Lalu bagaimana dengan Radio IlmuKomputer.Com? Radio Online IlmuKomputer.Com kita desain dan bangun dengan tujuan untuk menyiarkan:
Diskusi tentang perkembangan dunia IT, baik dari sisi konten maupun teknologi, infrastruktur, kewirausahaan, manajemen IT, hingga hardware.
Diskusi tentang materi eLearning Gratis yang ditawarkan di IlmuKomputer.Com (Kerjasama dengan Brainmatics yang mensupport ruangan studio dan koneksi internet).
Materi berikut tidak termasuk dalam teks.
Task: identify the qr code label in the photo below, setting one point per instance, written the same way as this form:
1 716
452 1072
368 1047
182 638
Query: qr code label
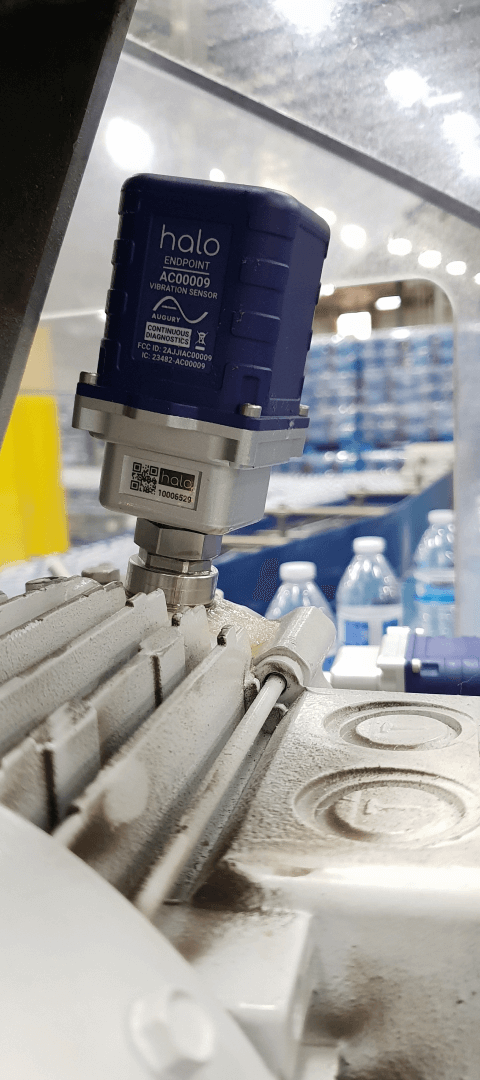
144 478
161 483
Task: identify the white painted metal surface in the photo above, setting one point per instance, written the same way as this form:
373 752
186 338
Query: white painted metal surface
321 868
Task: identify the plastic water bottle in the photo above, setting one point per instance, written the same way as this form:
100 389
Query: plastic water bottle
298 590
435 576
368 598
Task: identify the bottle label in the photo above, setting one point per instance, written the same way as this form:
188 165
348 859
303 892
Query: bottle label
430 594
367 625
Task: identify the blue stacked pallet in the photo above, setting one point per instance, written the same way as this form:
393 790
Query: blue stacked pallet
391 389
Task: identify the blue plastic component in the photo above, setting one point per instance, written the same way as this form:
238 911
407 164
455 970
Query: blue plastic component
211 304
448 664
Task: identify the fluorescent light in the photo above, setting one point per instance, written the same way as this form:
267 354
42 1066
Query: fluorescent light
388 302
354 235
129 145
328 215
217 175
308 16
443 98
399 245
355 324
462 130
456 268
429 259
407 86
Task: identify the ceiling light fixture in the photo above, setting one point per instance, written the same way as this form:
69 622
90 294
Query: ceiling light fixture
129 145
388 302
354 235
355 324
462 130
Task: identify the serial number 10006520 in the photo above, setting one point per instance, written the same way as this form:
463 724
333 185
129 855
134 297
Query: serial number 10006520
176 495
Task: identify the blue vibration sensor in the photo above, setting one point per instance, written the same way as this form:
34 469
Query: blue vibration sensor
211 305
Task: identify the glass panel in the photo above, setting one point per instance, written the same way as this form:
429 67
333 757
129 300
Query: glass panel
396 80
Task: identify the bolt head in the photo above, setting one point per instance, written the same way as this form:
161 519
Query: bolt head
103 572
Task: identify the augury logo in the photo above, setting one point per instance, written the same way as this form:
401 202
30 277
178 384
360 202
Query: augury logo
187 243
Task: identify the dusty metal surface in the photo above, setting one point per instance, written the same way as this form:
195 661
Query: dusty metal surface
123 819
346 907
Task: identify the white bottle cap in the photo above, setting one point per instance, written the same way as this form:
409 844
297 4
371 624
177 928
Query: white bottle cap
441 516
369 545
297 571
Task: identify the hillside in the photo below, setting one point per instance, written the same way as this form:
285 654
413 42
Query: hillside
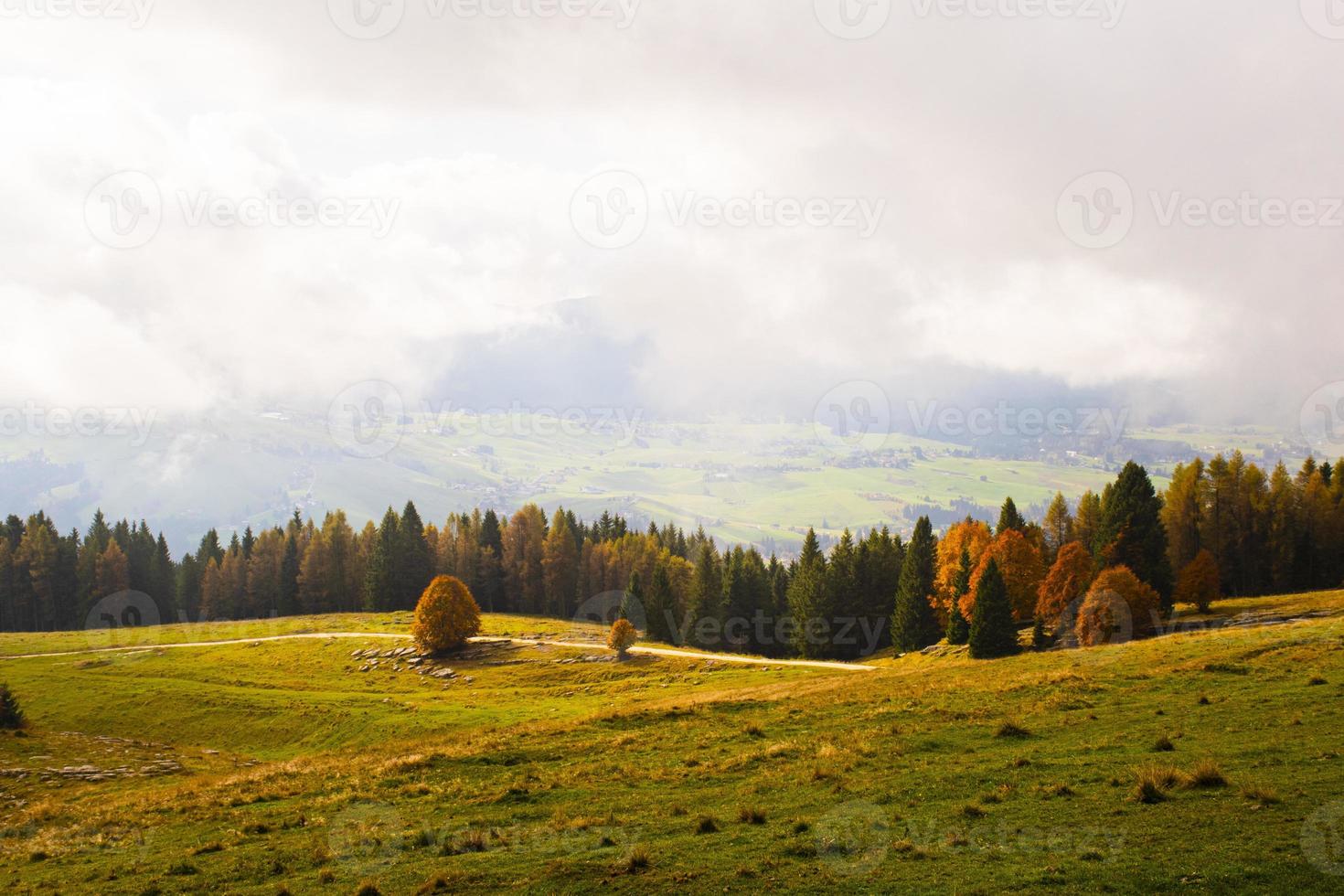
543 769
745 481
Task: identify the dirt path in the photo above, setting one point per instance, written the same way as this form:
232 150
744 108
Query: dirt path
534 643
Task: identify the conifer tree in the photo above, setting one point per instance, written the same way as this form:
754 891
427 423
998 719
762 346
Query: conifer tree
806 600
992 632
1009 520
661 609
706 609
634 598
912 624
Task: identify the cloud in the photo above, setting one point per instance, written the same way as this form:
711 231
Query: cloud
480 129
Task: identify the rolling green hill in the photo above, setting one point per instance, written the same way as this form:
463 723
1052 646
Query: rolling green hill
251 769
754 483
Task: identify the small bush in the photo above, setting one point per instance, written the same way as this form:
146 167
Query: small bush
1206 774
472 841
623 637
11 715
752 816
637 860
1152 784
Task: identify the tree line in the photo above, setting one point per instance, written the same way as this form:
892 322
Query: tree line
1221 527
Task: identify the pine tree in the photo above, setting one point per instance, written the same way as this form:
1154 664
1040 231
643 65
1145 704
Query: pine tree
1009 518
560 567
413 566
380 575
289 570
1040 640
634 598
808 598
661 606
992 632
1133 534
1058 527
11 715
706 600
912 624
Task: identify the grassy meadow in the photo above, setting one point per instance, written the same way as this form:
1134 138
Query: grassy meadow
554 769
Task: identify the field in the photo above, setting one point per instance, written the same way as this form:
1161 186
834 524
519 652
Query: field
761 483
251 767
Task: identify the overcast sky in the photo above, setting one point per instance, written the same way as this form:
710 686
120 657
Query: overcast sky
749 202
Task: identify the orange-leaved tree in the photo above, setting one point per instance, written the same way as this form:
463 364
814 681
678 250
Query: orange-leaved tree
1020 566
972 535
621 637
1117 606
1066 581
445 617
1199 581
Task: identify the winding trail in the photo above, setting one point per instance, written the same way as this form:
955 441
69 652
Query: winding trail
529 643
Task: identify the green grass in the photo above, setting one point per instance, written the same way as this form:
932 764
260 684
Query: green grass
552 776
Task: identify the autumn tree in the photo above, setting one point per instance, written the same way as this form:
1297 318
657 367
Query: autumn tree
1198 581
446 615
1020 567
623 637
1066 581
1183 512
525 539
966 538
1117 606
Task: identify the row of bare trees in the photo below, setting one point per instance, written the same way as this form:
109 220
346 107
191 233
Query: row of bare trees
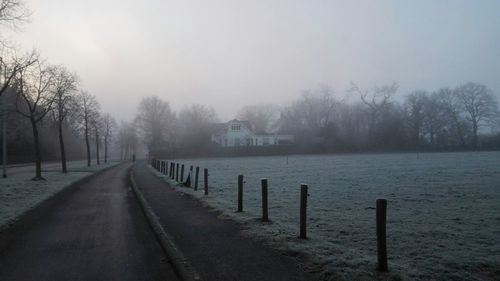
465 117
377 119
43 94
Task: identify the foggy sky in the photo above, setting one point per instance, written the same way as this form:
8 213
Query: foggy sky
227 54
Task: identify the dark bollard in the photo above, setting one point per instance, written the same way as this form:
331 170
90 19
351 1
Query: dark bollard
196 178
240 193
205 175
303 211
263 183
381 235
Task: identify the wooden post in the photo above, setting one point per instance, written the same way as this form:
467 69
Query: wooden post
182 172
240 193
263 183
303 211
196 178
177 172
205 175
381 235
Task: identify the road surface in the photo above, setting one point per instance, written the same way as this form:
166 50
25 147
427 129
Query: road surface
216 248
93 231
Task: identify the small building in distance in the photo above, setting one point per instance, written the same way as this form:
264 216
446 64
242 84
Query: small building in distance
240 133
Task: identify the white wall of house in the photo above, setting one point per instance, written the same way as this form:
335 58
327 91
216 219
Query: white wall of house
238 134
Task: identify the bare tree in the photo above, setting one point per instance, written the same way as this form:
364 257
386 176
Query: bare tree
109 124
128 140
414 106
89 107
35 88
480 106
453 114
97 127
155 119
433 119
378 101
195 124
65 102
261 117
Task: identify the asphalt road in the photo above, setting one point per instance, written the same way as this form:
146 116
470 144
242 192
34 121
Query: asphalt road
216 248
93 231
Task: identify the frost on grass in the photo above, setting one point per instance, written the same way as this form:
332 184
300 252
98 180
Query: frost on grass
19 193
443 210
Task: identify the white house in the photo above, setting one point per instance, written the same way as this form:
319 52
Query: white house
240 133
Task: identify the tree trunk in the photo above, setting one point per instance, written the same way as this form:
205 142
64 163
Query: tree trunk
474 134
87 143
105 149
63 151
38 156
97 147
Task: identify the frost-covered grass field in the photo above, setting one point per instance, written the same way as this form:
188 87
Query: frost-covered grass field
18 193
443 210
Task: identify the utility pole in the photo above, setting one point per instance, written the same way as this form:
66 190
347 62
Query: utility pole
4 136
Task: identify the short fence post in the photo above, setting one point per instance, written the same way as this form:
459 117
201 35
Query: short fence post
205 175
177 172
381 234
191 175
303 211
240 193
196 178
182 172
264 200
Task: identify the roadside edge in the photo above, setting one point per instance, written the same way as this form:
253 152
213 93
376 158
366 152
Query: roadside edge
12 222
181 264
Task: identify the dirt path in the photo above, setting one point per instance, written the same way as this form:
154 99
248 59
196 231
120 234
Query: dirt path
214 247
94 231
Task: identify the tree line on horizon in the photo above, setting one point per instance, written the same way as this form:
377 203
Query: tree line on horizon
50 117
462 118
46 113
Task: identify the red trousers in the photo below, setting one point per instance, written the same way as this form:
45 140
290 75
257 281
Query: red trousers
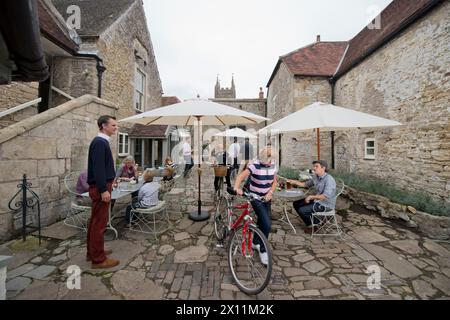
97 225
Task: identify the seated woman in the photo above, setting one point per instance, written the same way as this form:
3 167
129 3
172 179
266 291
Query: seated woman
169 163
147 196
128 170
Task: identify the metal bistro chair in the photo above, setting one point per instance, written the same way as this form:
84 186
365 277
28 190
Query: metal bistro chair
328 223
79 213
154 220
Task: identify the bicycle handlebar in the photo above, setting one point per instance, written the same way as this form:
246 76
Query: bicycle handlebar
247 194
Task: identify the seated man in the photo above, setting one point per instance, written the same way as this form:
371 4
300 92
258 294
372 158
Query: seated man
323 200
147 196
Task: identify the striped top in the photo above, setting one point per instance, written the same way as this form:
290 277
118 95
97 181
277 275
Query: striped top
261 177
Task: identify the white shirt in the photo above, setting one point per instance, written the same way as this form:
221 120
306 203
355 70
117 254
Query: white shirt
233 150
104 136
186 149
148 194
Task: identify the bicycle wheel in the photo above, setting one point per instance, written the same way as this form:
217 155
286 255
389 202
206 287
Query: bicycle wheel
233 175
249 274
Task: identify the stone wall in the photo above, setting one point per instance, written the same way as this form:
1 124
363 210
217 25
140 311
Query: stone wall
15 94
46 147
288 94
408 81
432 226
117 46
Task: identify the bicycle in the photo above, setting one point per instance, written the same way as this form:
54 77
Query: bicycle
250 275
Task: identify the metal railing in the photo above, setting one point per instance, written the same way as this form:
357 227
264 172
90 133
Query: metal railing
23 203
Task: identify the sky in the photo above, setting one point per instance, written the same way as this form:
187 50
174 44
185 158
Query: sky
197 40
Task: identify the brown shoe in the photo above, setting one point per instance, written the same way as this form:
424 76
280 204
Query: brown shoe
107 252
108 263
309 229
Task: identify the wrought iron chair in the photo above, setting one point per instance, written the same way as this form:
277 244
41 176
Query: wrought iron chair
79 213
328 224
153 220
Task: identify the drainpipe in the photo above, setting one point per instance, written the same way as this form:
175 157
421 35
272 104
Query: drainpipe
100 69
333 85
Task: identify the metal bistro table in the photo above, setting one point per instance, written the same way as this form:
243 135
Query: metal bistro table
123 189
288 196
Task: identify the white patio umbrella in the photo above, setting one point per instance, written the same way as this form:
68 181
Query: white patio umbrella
327 117
235 132
186 113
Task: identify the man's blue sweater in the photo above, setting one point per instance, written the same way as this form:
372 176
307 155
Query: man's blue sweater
100 164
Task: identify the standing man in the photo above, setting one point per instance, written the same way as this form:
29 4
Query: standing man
101 175
323 200
233 152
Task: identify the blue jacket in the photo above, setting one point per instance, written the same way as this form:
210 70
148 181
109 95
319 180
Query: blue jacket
100 164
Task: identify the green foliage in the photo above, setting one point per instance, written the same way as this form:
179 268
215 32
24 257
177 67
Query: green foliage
380 187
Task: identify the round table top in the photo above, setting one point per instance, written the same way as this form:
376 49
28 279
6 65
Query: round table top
293 193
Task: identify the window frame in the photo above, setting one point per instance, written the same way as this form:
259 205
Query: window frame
137 91
124 149
366 148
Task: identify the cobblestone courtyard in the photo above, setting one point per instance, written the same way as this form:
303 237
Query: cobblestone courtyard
184 263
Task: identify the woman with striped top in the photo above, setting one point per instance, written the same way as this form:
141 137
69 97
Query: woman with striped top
262 179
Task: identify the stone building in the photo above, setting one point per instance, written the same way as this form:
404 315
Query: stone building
117 32
109 56
400 71
57 41
152 144
299 79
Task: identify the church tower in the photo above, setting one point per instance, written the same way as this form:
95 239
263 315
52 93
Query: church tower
225 93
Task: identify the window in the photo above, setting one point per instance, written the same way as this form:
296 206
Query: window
124 144
139 90
369 148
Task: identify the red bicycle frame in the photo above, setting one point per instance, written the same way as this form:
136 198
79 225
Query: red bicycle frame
246 233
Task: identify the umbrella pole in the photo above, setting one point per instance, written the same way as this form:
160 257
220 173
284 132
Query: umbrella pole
318 144
199 215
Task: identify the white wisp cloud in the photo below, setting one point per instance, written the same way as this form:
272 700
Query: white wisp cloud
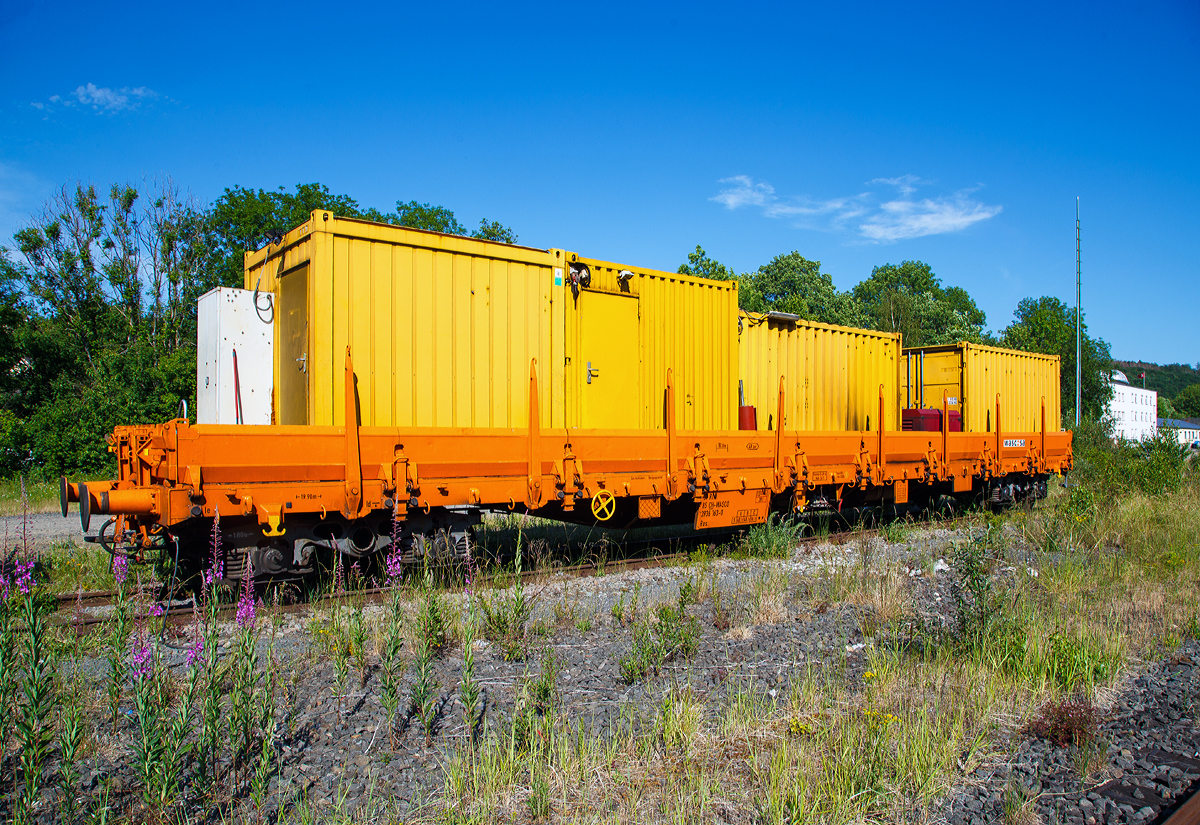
874 217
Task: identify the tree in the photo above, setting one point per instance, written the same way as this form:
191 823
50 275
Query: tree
495 230
105 329
1187 403
1048 325
793 284
702 266
909 299
245 220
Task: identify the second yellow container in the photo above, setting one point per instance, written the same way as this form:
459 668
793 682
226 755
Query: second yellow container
972 375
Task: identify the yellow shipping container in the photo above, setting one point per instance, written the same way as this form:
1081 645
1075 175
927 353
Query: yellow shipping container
443 329
833 373
972 375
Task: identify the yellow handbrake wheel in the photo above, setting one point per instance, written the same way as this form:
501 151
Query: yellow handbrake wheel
604 505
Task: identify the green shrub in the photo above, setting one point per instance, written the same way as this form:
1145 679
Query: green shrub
670 633
775 539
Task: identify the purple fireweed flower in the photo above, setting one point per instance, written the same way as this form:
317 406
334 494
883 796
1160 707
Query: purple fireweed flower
120 568
196 651
142 657
24 577
469 577
216 566
246 612
246 601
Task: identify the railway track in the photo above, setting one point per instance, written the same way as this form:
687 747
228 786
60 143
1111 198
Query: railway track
180 610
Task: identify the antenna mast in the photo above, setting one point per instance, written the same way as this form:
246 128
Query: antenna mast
1079 326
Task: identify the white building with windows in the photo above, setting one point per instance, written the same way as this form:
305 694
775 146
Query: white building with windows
1134 409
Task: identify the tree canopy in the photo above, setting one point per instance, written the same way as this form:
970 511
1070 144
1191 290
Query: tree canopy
1048 325
795 284
1187 403
909 299
701 265
97 305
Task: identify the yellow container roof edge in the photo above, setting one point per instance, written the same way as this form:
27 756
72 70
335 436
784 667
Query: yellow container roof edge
575 258
763 317
970 345
391 233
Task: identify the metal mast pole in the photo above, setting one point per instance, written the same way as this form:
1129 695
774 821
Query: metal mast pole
1079 325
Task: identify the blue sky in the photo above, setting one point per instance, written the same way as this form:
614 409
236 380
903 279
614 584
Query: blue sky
857 134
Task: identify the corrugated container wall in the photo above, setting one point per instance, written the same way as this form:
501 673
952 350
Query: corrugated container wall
833 373
442 329
629 326
975 374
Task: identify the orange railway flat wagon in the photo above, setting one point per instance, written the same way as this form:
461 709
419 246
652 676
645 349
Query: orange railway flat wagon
369 471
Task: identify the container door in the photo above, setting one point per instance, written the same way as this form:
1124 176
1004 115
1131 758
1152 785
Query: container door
293 311
609 349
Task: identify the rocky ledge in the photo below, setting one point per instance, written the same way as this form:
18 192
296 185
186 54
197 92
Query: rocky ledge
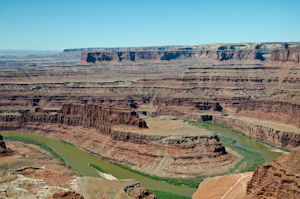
286 55
3 150
100 132
284 139
279 179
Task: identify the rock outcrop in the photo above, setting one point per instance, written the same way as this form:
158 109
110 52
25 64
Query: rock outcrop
3 150
102 113
286 55
256 52
187 102
278 111
105 132
66 195
284 139
279 179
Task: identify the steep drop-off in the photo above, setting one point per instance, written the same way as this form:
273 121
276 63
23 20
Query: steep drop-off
3 150
245 53
279 179
107 134
278 111
279 138
286 55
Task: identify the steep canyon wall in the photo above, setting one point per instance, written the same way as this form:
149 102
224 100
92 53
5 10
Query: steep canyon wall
92 127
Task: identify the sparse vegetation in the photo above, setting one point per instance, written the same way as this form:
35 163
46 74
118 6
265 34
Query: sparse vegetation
98 168
265 143
41 145
249 162
67 143
167 195
35 142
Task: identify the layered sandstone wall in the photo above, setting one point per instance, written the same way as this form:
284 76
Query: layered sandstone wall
204 53
279 179
104 113
278 111
187 102
286 55
3 150
159 56
266 134
85 126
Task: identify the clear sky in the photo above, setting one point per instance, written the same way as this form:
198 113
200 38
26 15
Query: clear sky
61 24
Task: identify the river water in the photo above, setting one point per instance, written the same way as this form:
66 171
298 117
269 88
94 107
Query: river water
79 159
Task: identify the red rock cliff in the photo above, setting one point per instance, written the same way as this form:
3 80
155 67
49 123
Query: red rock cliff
3 150
286 55
272 136
279 179
278 111
104 113
85 126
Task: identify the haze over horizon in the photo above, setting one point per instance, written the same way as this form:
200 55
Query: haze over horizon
58 25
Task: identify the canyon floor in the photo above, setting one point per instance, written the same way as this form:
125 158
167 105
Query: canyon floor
250 87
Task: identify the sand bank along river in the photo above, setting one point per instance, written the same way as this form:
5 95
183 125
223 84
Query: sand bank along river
79 159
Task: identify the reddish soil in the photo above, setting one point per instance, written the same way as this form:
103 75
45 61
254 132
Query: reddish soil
224 187
279 179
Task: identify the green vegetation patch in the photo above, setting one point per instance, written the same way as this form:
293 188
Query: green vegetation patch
188 182
40 144
98 168
167 195
265 143
67 143
35 142
250 160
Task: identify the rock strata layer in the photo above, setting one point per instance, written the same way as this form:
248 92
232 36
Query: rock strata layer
66 195
102 132
284 139
286 55
279 179
3 150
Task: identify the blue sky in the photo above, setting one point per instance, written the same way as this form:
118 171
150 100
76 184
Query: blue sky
61 24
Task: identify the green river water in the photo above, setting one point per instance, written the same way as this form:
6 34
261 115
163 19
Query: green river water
79 159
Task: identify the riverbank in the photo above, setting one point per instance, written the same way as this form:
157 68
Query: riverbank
72 154
285 137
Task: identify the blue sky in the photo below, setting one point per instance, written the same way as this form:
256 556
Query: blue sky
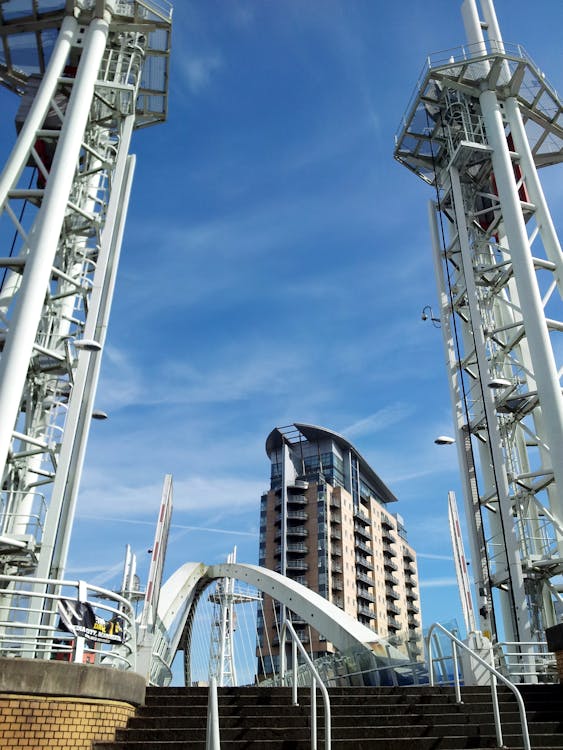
274 268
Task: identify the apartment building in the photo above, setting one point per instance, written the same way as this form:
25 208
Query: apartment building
326 523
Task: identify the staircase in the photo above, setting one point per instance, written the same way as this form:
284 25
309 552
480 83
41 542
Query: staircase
362 719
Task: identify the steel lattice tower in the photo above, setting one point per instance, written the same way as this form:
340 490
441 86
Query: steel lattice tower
95 71
482 123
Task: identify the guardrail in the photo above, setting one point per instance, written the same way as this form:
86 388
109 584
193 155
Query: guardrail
66 621
537 663
495 675
212 736
316 681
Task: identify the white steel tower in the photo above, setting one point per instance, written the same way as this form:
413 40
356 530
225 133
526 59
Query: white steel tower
88 72
223 625
483 121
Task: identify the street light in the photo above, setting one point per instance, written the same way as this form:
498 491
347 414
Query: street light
88 345
444 440
427 314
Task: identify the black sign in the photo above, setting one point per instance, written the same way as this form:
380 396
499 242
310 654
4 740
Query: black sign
79 619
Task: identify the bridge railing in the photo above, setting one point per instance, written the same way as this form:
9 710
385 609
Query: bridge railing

Sebagai salah satu features dalam eLearning Gratis IlmuKomputer.Com untuk diskusi interaktif dengan para instruktur.
Live event, laporan pandangan mata dari berbagai event (workshop, seminar, training) yang diselenggarakan oleh IlmuKomputer.Com dan Brainmatics secara off-line

Beberapa URL berhubungan dengan Internet Radio.
SHOUTcast
Radio Locator
MTV Radio
Live 365
Yahoo!Music
AOL Radio Network
MSN Radio
WindowsMedia.Com
Radio Tarbiyah
Indonesian Radio Web
IndoRadio.Net

Referensi:
Franc Kozamernik and Michael Mullane, An Introduction to Internet Radio, Ebu Technical Review, October 2005.